Though there’s no way it could have been cobbled together in time to piggyback on the success of “Bridesmaids,” Kat Coiro’s “L!fe Happens” can’t help but play like a poorer cousin to the recent Apatow factory hit, with its smattering of femme-centric gross-out humor melding into its scenester single-mother storyline about as gracefully as the odd exclamation point does into its title. Though worth some distrib interest due to its strong girls-night-out marketing potential and the head-turning performances from relatable lead Krysten Ritter and gonzoid support player Justin Kirk, the film is ultimately an untenable muddle.
Pic opens on a shot of two closed doors behind which best friends and roommates Kim (Ritter, who co-scripted with Coiro) and Deena (Kate Bosworth) are entertaining unseen male guests; the two stars make their entrances in search of a condom, with Deena claiming the last one available. Skip forward to a year later, and Kim is saddled with an infant son (played by Connor and Zachary Ross). Celibate since that less-than-magical night and ensnared in a miserable job running errands for a posh canine-rights org (run by a massively overplaying Kristen Johnston), Kim is forced to tackle motherhood alone, with the still happily, hiply single aspiring writer Deena serving as her unreliable live-in babysitter.

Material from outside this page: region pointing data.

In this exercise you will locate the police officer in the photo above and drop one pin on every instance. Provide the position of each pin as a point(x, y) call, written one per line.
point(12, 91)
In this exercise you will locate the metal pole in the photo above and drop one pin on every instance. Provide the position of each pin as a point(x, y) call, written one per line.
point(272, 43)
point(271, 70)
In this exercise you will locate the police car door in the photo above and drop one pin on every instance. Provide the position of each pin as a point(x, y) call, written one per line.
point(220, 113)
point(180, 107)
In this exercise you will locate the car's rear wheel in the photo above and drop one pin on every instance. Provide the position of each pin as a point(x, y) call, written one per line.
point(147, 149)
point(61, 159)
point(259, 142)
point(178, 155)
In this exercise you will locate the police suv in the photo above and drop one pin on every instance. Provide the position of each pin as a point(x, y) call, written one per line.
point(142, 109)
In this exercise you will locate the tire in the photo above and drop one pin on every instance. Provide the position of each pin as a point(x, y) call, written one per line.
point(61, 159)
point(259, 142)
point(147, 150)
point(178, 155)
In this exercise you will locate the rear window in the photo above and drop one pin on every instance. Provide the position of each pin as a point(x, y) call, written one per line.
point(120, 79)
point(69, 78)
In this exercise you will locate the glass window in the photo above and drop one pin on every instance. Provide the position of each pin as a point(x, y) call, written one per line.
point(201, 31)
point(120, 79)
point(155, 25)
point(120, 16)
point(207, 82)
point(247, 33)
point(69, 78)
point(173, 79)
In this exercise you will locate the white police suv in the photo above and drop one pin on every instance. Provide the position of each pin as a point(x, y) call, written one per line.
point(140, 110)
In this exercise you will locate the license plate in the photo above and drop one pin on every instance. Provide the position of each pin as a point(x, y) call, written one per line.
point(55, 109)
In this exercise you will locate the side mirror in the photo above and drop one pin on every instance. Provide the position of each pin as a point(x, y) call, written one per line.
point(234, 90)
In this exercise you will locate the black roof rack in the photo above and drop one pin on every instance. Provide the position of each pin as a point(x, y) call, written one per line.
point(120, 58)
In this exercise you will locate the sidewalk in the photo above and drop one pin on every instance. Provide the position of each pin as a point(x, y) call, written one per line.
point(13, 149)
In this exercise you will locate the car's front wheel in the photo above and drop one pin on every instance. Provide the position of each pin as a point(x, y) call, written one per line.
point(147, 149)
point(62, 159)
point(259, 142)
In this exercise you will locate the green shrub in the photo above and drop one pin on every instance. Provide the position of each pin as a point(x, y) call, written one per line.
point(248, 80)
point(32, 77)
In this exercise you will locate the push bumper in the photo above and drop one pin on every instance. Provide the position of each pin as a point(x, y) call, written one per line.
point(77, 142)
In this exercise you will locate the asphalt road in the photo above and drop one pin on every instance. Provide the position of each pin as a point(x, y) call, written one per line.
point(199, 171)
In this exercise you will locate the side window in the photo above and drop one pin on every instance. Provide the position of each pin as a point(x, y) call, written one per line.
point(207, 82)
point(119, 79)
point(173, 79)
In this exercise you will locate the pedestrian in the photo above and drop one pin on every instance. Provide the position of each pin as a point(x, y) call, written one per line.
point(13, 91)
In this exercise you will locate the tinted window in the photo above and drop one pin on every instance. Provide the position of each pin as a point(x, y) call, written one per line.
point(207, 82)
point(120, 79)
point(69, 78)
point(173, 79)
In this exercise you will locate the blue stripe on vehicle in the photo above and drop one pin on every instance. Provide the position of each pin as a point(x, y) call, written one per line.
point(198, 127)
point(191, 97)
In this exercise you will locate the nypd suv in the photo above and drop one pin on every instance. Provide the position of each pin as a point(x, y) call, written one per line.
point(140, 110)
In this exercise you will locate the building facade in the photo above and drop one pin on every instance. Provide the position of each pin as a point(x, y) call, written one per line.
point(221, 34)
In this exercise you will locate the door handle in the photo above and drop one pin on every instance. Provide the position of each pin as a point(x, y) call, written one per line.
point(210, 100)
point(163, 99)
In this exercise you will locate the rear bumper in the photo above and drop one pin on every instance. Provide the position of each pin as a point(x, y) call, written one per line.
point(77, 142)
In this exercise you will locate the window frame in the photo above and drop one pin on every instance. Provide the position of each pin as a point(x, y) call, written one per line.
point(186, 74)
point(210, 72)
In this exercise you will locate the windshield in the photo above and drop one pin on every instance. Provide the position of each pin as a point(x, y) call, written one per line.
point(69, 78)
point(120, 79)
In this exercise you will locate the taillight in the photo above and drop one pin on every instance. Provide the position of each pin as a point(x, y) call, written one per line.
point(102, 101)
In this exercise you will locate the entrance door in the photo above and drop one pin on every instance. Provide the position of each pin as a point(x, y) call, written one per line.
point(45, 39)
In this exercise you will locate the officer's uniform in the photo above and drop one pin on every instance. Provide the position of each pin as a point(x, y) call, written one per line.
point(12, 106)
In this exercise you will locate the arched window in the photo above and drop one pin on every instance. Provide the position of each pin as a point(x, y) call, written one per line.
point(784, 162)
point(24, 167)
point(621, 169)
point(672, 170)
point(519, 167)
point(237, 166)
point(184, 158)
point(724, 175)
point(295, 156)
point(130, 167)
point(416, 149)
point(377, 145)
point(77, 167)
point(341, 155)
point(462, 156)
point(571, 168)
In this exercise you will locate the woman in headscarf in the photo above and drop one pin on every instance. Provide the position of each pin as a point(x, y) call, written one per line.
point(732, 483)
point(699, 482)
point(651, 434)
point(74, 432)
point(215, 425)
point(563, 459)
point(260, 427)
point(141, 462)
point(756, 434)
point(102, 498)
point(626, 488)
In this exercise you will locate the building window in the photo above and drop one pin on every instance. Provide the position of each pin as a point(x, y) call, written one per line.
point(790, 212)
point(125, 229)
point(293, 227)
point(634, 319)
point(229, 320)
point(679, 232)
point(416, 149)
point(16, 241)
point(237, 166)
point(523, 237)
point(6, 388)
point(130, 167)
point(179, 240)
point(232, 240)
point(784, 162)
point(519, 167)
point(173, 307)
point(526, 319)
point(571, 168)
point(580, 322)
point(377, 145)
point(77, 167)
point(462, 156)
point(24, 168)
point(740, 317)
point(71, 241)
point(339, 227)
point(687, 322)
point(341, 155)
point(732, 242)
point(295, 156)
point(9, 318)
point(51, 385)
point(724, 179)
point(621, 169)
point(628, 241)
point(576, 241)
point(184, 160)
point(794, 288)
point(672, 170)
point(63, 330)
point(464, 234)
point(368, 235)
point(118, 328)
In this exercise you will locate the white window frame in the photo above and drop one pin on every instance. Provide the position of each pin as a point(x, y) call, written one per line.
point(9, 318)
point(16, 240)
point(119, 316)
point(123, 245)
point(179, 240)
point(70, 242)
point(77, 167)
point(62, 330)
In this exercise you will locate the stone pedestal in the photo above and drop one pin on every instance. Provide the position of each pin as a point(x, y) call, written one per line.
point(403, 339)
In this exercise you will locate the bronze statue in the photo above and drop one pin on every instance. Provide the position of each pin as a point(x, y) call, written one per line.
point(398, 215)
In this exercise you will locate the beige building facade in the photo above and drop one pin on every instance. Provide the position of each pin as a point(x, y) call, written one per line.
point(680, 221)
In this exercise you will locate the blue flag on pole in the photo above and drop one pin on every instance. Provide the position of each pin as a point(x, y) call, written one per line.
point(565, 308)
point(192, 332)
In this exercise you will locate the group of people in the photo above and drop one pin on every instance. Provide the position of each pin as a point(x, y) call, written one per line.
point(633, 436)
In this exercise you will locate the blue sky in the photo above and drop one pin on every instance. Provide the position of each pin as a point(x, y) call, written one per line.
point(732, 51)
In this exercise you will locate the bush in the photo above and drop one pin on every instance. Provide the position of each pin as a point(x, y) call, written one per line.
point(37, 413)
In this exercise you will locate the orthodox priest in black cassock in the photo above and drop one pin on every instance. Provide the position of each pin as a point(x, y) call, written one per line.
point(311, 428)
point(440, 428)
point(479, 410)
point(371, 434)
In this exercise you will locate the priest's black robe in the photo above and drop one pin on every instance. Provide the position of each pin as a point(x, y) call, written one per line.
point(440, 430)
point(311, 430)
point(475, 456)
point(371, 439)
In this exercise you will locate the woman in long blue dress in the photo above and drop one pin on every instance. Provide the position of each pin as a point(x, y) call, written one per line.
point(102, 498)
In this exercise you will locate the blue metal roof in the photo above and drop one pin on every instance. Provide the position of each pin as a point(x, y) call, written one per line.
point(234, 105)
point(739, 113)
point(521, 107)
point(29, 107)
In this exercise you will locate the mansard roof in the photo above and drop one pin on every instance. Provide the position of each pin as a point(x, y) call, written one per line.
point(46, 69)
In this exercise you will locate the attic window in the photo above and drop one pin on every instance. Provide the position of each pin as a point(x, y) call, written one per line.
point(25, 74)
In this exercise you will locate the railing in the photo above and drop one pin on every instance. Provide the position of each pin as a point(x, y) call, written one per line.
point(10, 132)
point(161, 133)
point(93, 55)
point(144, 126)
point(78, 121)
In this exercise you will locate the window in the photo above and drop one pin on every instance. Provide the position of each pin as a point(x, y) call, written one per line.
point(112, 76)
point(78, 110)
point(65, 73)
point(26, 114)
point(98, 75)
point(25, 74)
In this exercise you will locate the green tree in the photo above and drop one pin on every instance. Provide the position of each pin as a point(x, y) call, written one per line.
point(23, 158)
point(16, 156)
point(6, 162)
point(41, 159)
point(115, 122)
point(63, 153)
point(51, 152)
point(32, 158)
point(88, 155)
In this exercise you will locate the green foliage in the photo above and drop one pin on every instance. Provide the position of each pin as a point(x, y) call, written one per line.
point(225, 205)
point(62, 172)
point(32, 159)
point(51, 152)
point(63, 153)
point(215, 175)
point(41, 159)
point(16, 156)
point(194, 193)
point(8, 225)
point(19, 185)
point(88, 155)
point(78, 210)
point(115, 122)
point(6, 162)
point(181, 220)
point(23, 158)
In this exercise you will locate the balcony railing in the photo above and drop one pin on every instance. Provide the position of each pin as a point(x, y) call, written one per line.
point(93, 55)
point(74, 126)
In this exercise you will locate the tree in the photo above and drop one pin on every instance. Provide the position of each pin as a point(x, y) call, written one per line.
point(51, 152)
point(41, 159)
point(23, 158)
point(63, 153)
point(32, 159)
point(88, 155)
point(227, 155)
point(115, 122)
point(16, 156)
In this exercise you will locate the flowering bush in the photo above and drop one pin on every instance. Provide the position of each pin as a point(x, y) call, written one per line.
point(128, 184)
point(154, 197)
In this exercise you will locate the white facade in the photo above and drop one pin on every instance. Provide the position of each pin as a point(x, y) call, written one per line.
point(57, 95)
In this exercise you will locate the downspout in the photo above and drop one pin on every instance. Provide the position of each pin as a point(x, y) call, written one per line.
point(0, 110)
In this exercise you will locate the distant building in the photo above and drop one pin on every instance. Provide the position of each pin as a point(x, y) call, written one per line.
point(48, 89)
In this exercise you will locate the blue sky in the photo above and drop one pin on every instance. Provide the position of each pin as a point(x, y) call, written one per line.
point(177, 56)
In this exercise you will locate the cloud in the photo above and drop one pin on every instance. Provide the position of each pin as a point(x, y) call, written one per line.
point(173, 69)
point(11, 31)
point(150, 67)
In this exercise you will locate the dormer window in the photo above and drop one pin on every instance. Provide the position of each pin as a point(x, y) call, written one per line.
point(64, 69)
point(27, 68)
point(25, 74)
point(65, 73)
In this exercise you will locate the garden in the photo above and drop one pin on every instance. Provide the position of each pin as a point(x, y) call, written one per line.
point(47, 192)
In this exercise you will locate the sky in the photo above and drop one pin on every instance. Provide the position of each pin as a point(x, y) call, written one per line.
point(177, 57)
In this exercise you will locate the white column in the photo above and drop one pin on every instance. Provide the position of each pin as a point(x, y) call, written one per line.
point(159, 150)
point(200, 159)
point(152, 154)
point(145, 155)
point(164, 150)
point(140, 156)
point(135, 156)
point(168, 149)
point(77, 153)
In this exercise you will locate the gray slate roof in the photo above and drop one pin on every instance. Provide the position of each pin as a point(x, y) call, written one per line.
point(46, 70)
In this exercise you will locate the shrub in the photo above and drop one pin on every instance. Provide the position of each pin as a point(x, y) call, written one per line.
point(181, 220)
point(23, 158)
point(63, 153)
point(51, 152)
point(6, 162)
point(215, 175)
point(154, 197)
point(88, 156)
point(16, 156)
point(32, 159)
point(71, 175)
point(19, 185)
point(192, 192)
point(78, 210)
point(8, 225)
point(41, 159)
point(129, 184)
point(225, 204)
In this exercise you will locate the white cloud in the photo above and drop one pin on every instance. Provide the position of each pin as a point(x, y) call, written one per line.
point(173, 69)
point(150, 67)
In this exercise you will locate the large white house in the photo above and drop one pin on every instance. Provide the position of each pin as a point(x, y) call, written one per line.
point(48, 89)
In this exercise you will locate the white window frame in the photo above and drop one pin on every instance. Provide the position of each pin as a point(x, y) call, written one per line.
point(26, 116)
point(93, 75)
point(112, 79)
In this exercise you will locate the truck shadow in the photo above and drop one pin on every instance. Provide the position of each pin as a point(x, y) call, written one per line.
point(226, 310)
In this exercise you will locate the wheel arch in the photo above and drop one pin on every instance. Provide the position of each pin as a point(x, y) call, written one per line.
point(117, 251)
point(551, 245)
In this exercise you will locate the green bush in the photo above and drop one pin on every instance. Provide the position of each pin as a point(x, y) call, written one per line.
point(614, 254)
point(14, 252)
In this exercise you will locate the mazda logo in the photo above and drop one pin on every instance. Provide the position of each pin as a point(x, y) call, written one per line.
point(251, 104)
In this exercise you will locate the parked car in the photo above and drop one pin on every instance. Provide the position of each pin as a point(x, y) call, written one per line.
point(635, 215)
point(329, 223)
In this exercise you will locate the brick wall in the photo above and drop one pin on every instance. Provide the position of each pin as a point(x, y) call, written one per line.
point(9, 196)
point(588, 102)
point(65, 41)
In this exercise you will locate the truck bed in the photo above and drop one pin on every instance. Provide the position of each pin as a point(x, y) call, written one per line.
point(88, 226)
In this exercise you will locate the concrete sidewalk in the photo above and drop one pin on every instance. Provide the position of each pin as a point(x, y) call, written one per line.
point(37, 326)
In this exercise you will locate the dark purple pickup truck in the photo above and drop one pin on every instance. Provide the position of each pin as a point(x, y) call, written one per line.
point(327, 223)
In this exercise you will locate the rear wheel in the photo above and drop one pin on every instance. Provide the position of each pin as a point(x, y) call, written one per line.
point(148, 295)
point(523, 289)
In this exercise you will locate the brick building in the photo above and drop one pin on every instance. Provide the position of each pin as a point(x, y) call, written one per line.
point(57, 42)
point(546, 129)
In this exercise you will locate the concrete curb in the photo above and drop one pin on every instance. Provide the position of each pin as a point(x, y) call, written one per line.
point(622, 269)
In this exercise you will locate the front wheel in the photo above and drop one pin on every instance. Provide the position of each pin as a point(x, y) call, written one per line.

Meeting a hunky divorce (Geoff Stults) at a club, Kim tries to up her desirability quotient by claiming her baby is actually Deena’s, thereby enlisting her friend in a series of wacky scenarios to maintain the ruse. This dilemma — which arrives far too late in the film to feel like its central conflict — becomes the pic’s biggest stumbling block, invested as it is with no more personality than an average midseason sitcom plot. The “Must See TV” style is augmented further by the addition of wacky roommate Laura (Rachel Bilson), a virginal Christian with a job as a nude sushi model, given nothing more interesting to do than walk around in skimpy outfits looking confused.
At least one cast member manages to twist this preciousness into something rich and strange: As a wannabe lothario who calls himself “Henri” despite an obviously non-Gallic background, Kirk manages to wring the film’s biggest laughs out of a gaggle of awful pickup lines and leering come-ons, all the while flirting with some borderline-disturbing stalker behavior as his character ravenously pursues Deena.
The film shows more promise when it manages to dial down the wackiness, touching on the ways motherhood can fray friendships and force uncomfortable realizations. In one genuinely affecting scene, Kim wonders if holding out on her long-held professional aspiration — in this case, opening a shopping mall for dogs — is impairing her ability to embrace motherhood. Granted, her career goal is ludicrous, but the sense of a childish young woman finally starting to understand what growing up actually looks like is sensitively played.
Ritter makes for an engaging lead, and her beleaguered expression as she totes armloads of infant accoutrements from car to doorstep says more about the strains of parenthood than anything in her dialogue. Bosworth, on the other hand, inhabits her libertine quipster with far less ease, delivering snappy comebacks and flippant pop-cultural references as though reading aloud from a particularly tortured Maureen Dowd column.
Pic is obviously shooting for a “Swingers” vibe with its near-constant barrage of scenes set in East L.A. hipster haunts, but simply flashing establishing shots of Silver Lake storefronts does not a sense of place make. And the decision to have these three underemployed young women bemoan their financial troubles and modest backgrounds from the immaculately furnished rec room of their palatial two-story house further impairs believability.
Technical specs are all reasonably solid, though some ill-advised split screens and cheeky wipes give the pic an otherwise undeservedly amateurish feel.